Fine-tuning LLMs with QLoRA on Custom Datasets

Large language models (LLMs) have transformed natural language processing with their impressive capabilities. Trained on vast text corpuses, these models excel in tasks like text generation, translation, summarization, and question-answering. However, their performance may not always meet the demands of specialized applications or domains.

In this guide, we will discuss the benefits of fine-tuning LLMs, which can lead to improved performance, reduced training costs, and more precise results tailored to specific contexts.

What is LLM Fine-tuning?

Fine-tuning a large language model refers to the process of further training an already established model that has learned from a broad dataset, using a smaller, domain-specific dataset. The term "LLM" typically refers to models such as OpenAI's GPT series. Training a model from scratch is computationally expensive and time-consuming; therefore, leveraging the knowledge from a pre-trained model allows for high task-specific performance with less data and fewer resources.

Key steps in LLM fine-tuning include:

Choosing a Pre-trained Model: Start by selecting a base model that fits your needs. Pre-trained models are versatile and trained on extensive unlabeled datasets.
Collecting a Relevant Dataset: Next, gather a dataset pertinent to your task.
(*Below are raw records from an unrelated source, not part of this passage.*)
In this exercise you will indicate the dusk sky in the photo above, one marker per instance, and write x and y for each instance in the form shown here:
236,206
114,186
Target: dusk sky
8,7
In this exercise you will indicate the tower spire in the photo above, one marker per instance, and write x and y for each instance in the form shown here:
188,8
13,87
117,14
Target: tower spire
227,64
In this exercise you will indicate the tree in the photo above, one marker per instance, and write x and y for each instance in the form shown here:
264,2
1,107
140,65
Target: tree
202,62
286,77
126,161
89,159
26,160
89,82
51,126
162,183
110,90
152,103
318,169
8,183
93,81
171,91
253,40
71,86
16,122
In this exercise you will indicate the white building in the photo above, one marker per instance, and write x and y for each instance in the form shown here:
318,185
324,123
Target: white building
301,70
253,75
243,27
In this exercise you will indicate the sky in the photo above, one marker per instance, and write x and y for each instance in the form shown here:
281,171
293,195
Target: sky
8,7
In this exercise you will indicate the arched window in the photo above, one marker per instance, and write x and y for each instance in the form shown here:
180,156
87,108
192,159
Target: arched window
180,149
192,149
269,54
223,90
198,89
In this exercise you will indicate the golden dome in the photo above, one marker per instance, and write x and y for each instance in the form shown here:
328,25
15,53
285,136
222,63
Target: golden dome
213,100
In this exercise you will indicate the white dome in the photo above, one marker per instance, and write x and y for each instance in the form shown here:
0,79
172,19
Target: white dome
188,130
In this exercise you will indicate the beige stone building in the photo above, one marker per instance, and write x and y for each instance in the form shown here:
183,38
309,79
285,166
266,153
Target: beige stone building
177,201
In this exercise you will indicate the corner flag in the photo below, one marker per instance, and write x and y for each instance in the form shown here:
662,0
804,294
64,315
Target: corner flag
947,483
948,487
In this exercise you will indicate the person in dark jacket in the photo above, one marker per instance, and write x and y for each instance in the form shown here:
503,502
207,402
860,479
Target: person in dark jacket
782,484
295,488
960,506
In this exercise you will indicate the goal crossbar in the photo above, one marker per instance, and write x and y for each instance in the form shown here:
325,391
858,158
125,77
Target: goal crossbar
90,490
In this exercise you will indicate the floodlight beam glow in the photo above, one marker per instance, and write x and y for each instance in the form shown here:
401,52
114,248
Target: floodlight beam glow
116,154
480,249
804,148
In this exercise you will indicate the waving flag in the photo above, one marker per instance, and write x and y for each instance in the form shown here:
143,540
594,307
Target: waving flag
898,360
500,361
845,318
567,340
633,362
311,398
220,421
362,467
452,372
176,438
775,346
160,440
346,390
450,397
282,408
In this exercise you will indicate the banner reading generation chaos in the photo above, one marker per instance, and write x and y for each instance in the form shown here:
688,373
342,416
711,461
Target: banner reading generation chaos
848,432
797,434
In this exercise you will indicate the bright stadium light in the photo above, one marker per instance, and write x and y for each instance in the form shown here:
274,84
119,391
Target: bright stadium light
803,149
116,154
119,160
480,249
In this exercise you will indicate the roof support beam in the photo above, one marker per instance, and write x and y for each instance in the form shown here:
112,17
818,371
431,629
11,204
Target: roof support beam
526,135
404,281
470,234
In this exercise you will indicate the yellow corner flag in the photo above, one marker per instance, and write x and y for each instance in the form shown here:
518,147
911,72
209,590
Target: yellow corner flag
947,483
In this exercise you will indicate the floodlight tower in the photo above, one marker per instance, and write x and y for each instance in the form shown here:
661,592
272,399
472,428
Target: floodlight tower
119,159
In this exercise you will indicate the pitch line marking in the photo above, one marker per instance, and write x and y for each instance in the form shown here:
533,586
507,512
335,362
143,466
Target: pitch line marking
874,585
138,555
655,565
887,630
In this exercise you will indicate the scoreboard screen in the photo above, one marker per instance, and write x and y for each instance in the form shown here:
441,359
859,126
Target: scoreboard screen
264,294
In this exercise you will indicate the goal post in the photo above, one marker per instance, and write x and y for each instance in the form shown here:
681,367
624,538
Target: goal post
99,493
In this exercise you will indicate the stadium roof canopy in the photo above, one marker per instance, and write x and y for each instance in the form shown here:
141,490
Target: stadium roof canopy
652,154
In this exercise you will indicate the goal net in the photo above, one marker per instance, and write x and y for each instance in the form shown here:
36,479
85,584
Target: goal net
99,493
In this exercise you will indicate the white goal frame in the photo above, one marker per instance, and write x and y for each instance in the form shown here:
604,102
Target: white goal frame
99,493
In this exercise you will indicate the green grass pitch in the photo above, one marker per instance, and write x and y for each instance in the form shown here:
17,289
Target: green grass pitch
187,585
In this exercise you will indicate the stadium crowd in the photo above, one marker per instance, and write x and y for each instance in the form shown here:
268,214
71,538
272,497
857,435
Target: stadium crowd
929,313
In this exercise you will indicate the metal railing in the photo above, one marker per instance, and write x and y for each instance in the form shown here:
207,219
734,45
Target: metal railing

It should be appropriately labeled or structured for effective learning.
Preparing the Dataset: Preprocessing involves cleaning the data and dividing it into training, validation, and test sets, ensuring compatibility with the model.
Fine-tuning: Fine-tune the selected model using your domain-specific dataset, which may relate to a specific application or field, enabling the model to adapt to its context.
Task-specific Adjustment: During this phase, the model's parameters are fine-tuned based on the new dataset, enhancing its ability to understand and generate task-relevant content. This process retains the general language knowledge acquired during initial training while honing in on the particularities of the target domain.

Fine-tuning LLMs is frequently utilized for various natural language processing tasks such as sentiment analysis, named entity recognition, summarization, translation, and more, where context comprehension and coherent language generation are essential.

Fine-tuning Techniques

Fine-tuning an LLM typically involves a supervised learning approach, using a dataset with labeled examples to modify the model’s weights for improved task performance. Below are some notable techniques used in this process:

Full Fine Tuning (Instruction Fine-tuning): This method enhances the model’s performance across multiple tasks by training it on examples that guide responses to questions. The dataset selection is crucial, tailored to specific tasks like summarization or translation. This technique updates all model weights, resulting in a new version with enhanced capabilities, but it requires significant memory and computational resources akin to pre-training.
Parameter Efficient Fine-Tuning (PEFT): PEFT is a more efficient alternative to full fine-tuning. Training a language model entirely can be resource-intensive. PEFT addresses this by updating only a subset of parameters while keeping the rest frozen, reducing the number of trainable parameters. This approach helps manage memory limitations and prevents catastrophic forgetting, allowing the original LLM weights to remain intact. Various methods exist for achieving PEFT, with Low-Rank Adaptation (LoRA) and Quantized LoRA (QLoRA) being the most recognized.

What is LoRA?

LoRA enhances the fine-tuning process by adjusting two smaller matrices that approximate the larger weight matrix of the pre-trained LLM, known as the LoRA adapter. After fine-tuning, the original LLM remains unchanged while a compact “LoRA adapter” is created, often only a fraction of the original model's size in MBs. During inference, the LoRA adapter must be combined with the original model, facilitating the reuse of the base model for various tasks and reducing overall memory use.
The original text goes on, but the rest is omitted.